A cursory, univariate review of the newly encoded data uncovers a few interesting relationships with the response.
What continuous variables are likely to be important predictors of the response variable?
cor_out <- training %>%
mutate(Class = as.numeric(training$Class)) %>%
cor()
cor_out_2 <- cor_out[, "Class"] %>% abs() %>% sort(decreasing = TRUE)
cor_out_2[c(1:5)]
## Class ContractValueBandUnk GrantCatUnk
## 1.0000000 0.4519267 0.2547636
## SponsorUnk Jan
## 0.2547636 0.2341108
Two continuous predictors, the number of prior successful and unsuccessful grant applications by the chief investigator, were highly associated with grant application success.
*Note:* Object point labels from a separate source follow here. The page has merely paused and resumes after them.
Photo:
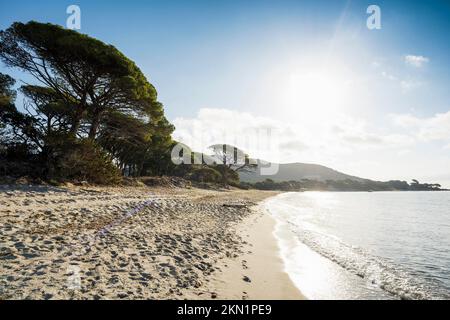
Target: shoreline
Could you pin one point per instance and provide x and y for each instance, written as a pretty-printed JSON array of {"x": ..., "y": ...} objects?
[
  {"x": 260, "y": 265},
  {"x": 138, "y": 243}
]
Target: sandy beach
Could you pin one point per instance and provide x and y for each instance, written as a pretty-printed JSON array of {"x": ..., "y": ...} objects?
[{"x": 138, "y": 243}]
Three categorical predictors (Contract Value Band A, Sponsor Unknown, and January) had the highest univariate associations with grant application success. The associations for these three predictors were not strong, but suggests grant applications with a large monetary value, an unknown sponsor, or a submission in January are associated with greater grant success.
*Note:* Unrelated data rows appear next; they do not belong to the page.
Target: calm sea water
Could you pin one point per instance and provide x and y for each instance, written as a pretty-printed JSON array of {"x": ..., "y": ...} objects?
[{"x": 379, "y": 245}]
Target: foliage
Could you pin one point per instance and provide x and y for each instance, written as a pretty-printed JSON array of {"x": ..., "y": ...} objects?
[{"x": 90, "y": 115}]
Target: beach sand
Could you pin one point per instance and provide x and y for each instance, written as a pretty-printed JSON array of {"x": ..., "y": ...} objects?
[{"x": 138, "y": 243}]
## Warning: group_by_() is deprecated.
## Please use group_by() instead
##
## The 'programming' vignette or the tidyeval book can help you
## to program with group_by() : https://tidyeval.tidyverse.org
## This warning is displayed once per session.
Band | Succ | Uns | N | Pct | Odds | or |
A | 1,506 | 824 | 2,330 | 0.65 | 1.83 | 2.83 |
Other | 2,297 | 3,563 | 5,860 | 0.39 | 0.64 |
Sponsor | Succ | Uns | N | Pct | Odds | or |
Known | 3,064 | 4,233 | 7,297 | 0.42 | 0.72 | 0.15 |
Unk | 739 | 154 | 893 | 0.83 | 4.80 |
Month | Succ | Uns | N | Pct | Odds | or |
Jan | 478 | 47 | 525 | 0.91 | 10.17 | 13.27 |
Oth | 3,325 | 4,340 | 7,665 | 0.43 | 0.77 |
The percentage of successful grants varied over the years: 45% (2005), 51.7% (2006), 47.2% (2007), and 36.6% (2008). Although 2008 had the lowest percentage, there is not necesarily a downward trend.
d_raw_2 %>%
mutate(Start.date.year = lubridate::year(Start.date)) %>%
count(Start.date.year, Grant.Status) %>%
ungroup() %>%
group_by(Start.date.year) %>%
mutate(pct = n / sum(n)) %>%
ggplot(aes(x = Start.date.year,
y = pct,
fill = factor(Grant.Status, labels = c("Unsuccessful", "Successful")),
label = scales::percent(pct)
)) +
geom_col() +
geom_text(position = position_stack(vjust = 0.9)) +
theme_mf() +
theme(axis.text.y = element_blank()) +
scale_fill_manual(values = c("#814E4A", "#334F67")) +
labs(title = "Grant Success", fill = "", x = "", y = ""
)
The data splitting scheme should take into account that the purpose of the model is to quantify the likelihood of success for new grants, which is why the competition used the most recent data for testing purposes.